The 2012 May 20 eclipse occurs at the Moon's descending node in central Taurus. An annular eclipse will be visible from a 240 to 300 kilometre-wide track that traverses eastern Asia, the northern Pacific Ocean and the western United States. A partial eclipse is seen within the much broader path of the Moon's penumbral shadow, that includes much of Asia, the Pacific and the western 2/3 of North America.
After a 7000 kilometre-long ocean voyage lasting nearly 2 hours, the antumbra finally reaches US land along the rugged coastlines of southern Oregon and northern California at 01:23 UT (May 20 local time).

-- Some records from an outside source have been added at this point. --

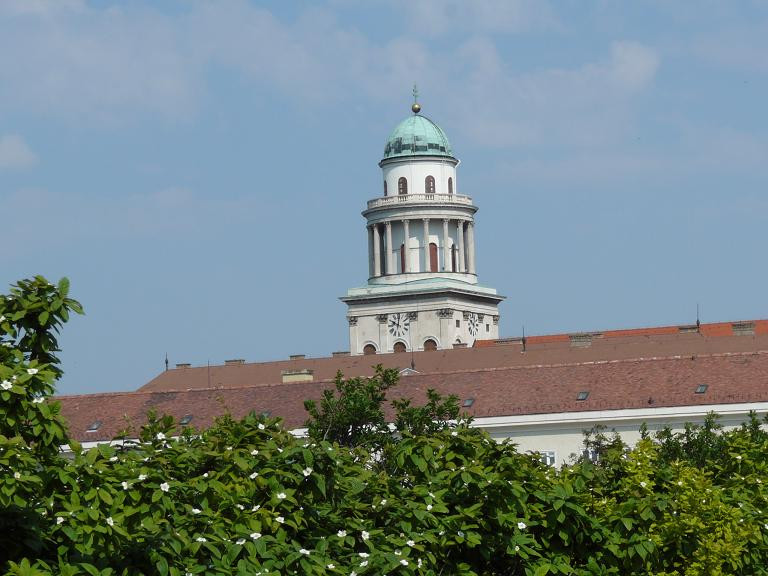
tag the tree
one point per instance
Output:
(353, 415)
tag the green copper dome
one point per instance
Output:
(417, 136)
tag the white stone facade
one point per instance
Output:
(422, 291)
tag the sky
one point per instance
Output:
(197, 169)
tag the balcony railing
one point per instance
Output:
(419, 199)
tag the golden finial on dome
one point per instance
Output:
(416, 107)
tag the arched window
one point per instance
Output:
(432, 257)
(369, 349)
(429, 185)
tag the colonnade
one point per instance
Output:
(380, 236)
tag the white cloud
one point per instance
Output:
(586, 105)
(14, 152)
(87, 64)
(743, 48)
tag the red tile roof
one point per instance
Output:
(626, 369)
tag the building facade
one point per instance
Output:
(422, 291)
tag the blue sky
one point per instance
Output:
(197, 169)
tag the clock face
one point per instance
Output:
(474, 324)
(398, 324)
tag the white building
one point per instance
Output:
(422, 291)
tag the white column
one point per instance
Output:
(446, 247)
(471, 246)
(376, 250)
(406, 247)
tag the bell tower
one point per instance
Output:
(422, 291)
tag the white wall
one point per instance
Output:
(563, 433)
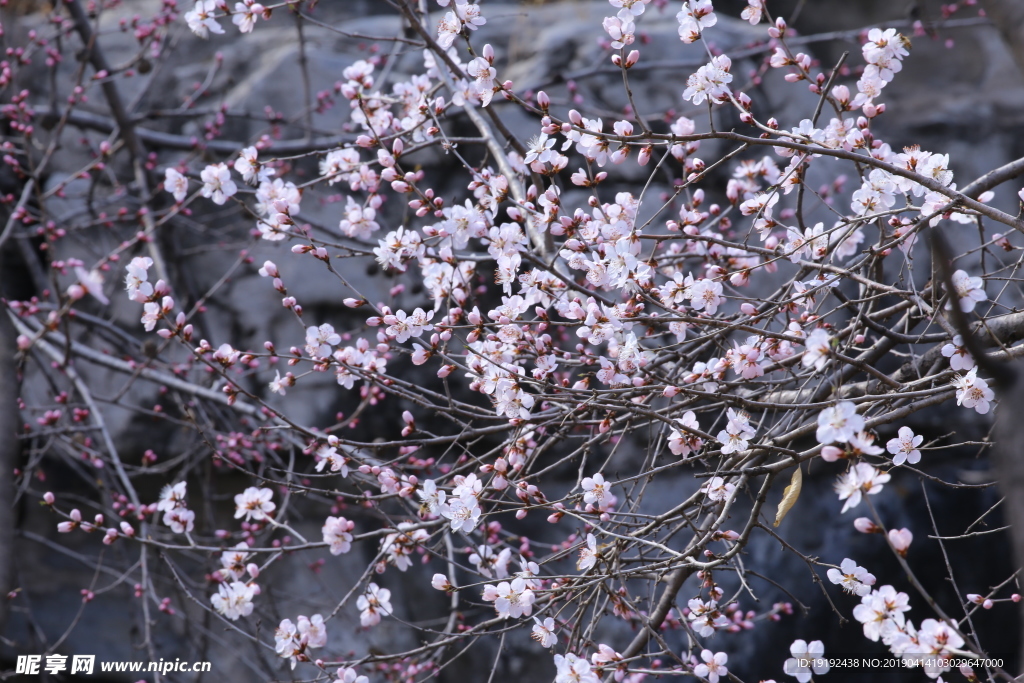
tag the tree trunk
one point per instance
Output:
(1008, 16)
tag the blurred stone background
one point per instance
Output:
(968, 101)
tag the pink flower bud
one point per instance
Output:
(865, 525)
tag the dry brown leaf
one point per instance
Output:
(790, 496)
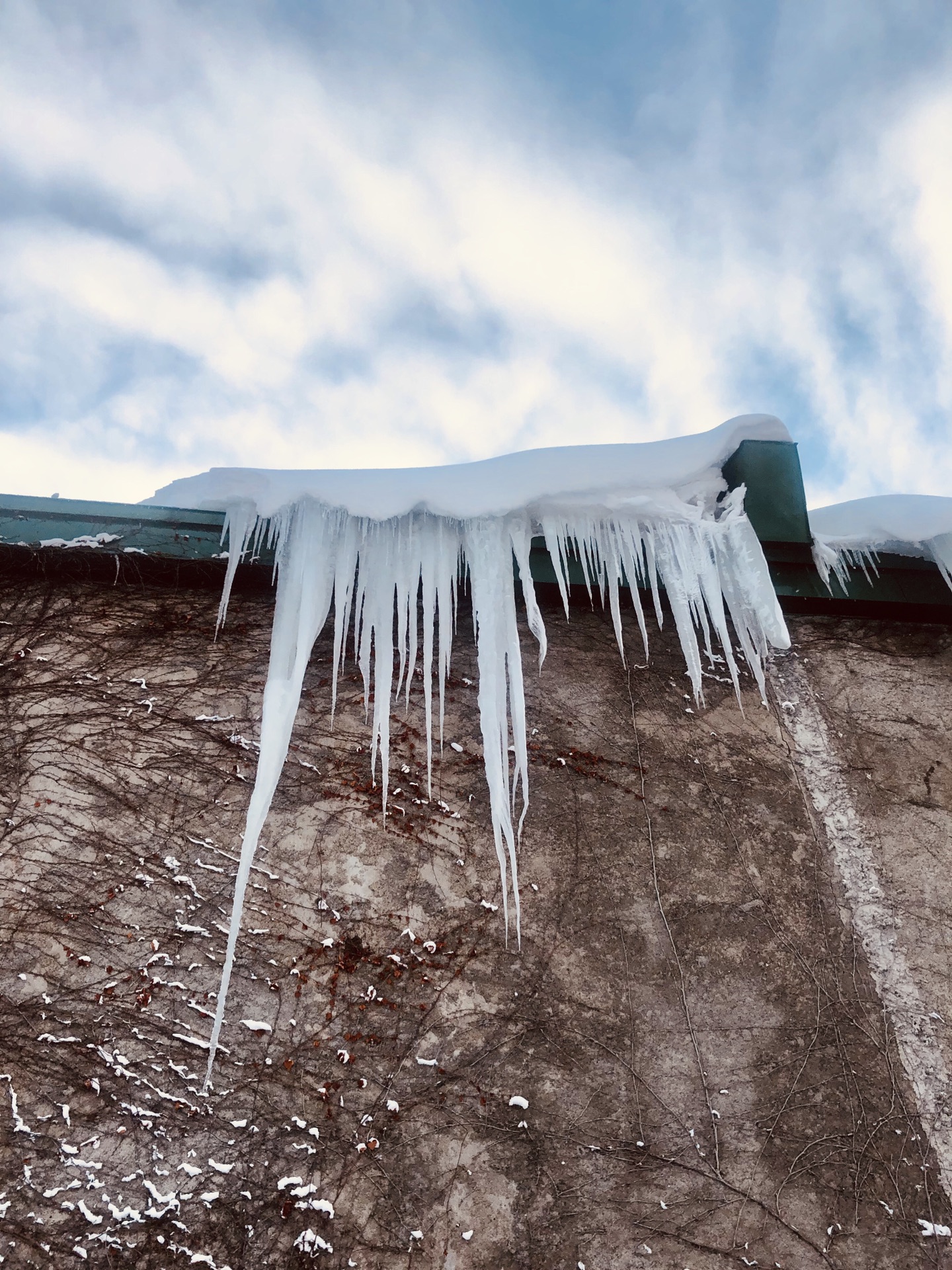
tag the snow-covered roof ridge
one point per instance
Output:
(884, 519)
(489, 487)
(856, 531)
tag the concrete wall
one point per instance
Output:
(694, 1016)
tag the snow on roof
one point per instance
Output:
(852, 534)
(885, 519)
(491, 487)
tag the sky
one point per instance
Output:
(301, 234)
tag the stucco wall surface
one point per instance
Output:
(710, 1075)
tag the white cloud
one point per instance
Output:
(238, 255)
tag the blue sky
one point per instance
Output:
(305, 234)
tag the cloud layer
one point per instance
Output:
(325, 241)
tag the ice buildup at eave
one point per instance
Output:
(856, 532)
(391, 549)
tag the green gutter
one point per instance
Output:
(163, 531)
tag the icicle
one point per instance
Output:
(710, 566)
(240, 521)
(305, 581)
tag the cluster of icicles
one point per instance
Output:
(709, 563)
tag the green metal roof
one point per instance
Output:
(155, 538)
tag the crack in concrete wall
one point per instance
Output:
(871, 913)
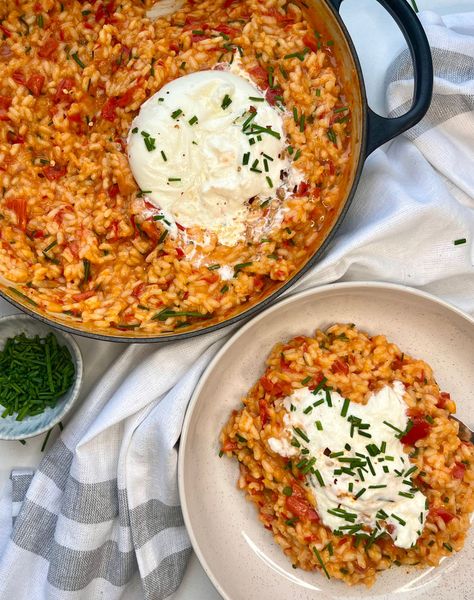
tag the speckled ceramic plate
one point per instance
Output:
(237, 553)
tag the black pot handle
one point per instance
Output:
(381, 129)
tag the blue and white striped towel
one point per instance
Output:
(101, 517)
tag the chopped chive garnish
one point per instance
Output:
(345, 407)
(328, 398)
(320, 560)
(241, 266)
(163, 236)
(392, 427)
(331, 135)
(284, 72)
(319, 477)
(320, 385)
(75, 56)
(397, 518)
(149, 143)
(226, 102)
(301, 433)
(302, 122)
(448, 547)
(299, 55)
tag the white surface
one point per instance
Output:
(378, 32)
(216, 513)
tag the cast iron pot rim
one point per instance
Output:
(271, 298)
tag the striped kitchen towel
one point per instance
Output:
(100, 518)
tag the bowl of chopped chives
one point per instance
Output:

Redding, CA lies 30 kilometres south of the central line. Nevertheless, it still experiences an annular phase lasting 4 1/2 minutes beginning at 01:26 UT. It is already late afternoon along this section of the eclipse path. The Sun's altitude is 20° during the annular phase and decreasing as the track heads southeast. Central Nevada, southern Utah, and northern Arizona are all within the annular path.
By the time the antumbra reaches Albuquerque, NM (01:34 UT), the central duration is still 4 1/2 minutes, but the Sun's altitude has dropped to 5°. As its leading edge reaches the Texas Panhandle, the shadow is now an elongated ellipse extending all the way to Nevada. Seconds later, the antumbra begins its rise back into space above western Texas as the track and the annular eclipse end.
During the course of its 3.5-hour trajectory, the antumbra's track is approximately 13,600 kilometres long and covers 0.74% of Earth's surface area.